Ci vuole forza per vivere a Roma, per affrontarne le buche, le macchine che sfrecciano da ogni angolo, neanche fossero inseguite da droni impazziti, pronti a disintegrarle al primo semaforo rosso. Bisogna essere un po' legionari, un po' imperatori dispotici, e allora, solo allora, capisci perché quella città fu capace di conquistare il mondo. C'è il profumo del caffè, e i “pizzettari” che si alternano ogni 20 metri, creando una sorta di invisibile collegamento internet di essenza filante e odorosa.
Sto ancora costeggiando la grande stazione; in via Marsala un vecchio uomo con tanto di cappello borsalino esce da un elegante portone. Sembra una di quelle figure che improvvisamente compaiono nelle pagine di un romanzo di Gadda, o di Moravia, certamente sbucato fuori da un altro tempo. Dal fianco della gamba destra defila un bastone in legno mogano, e con l'estremità di quest'ultimo comincia a tocchettare con minuscoli movimenti un ammasso di coperte lerce sopra un cartone, sotto di queste si scorge la figura di un uomo, di una donna, di uno dei tanti disperati che in quegli angoli di strade trovano, cercano riparo. Continuo a osservare a distanza; il vecchio e distinto uomo, dopo essersi leggermente chinato sembra aggiungere più vigore ai piccoli affondi del suo bastone. Dall'altra estremità, dal basso di quel disperato mondo non giunge alcuna risposta, nessun sussulto. Mi guardo intorno, ne vedo molti altri, distesi, appoggiati ai muri, aggirarsi su scarpe senza lacci. Penso che forse è un fatto normale, una consuetudine che le odierne metropoli ci dispensano senza troppi sensi di colpa.

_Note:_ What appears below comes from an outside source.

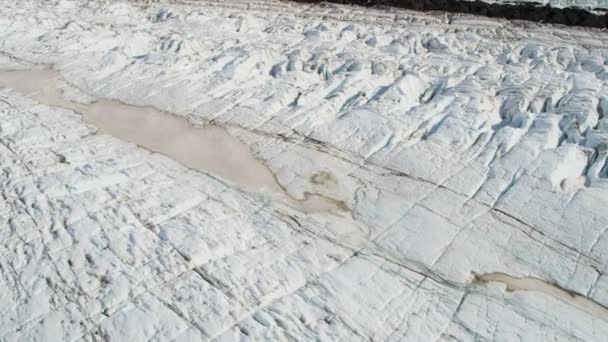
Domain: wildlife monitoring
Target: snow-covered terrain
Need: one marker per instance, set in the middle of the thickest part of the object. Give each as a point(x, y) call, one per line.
point(382, 175)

Se vuoi sapere qual è il vino peggiore che puoi trovare in una città, devi guardare tra i cartoni di questa gente. Decido di alzare lo sguardo, uno splendido gabbiano dischiude le bianche ali sopra il tetto di un’edicola. Ha uno sguardo, fiero, sicuro, e sembra non badare troppo al frastuono dei clacson, dei motorini smarmittati, della musica assordante che tracima fuori dai negozi di abbigliamento, dalle sirene delle ambulanze. Roma non è proprio sul mare, ma i gabbiani che la popolano e che abitano il Tevere concedono ai monumenti un’ulteriore sbeccata, una leggerezza, uno slancio, verso il cielo.
Il sole, arancione fiamma, s’infila in ogni crepatura, accarezza ogni marmo, tufo, travertino. Rimango con la testa in aria, in venerazione: perfino le parabole e le antenne dei pakistani o dei marocchini mi sembrano tutto sommato belle, aggraziate, gentili.
Al ritorno verso la stazione mi ritrovo nuovamente in via Marsala. Non c'è più l'uomo distinto, con cappello e bastone, non c'è più il disperato sotto le coperte.
Rimane solo il cartone lercio, la scatola vuota del vino peggiore che si può bere, sotto la luce più bella del mondo.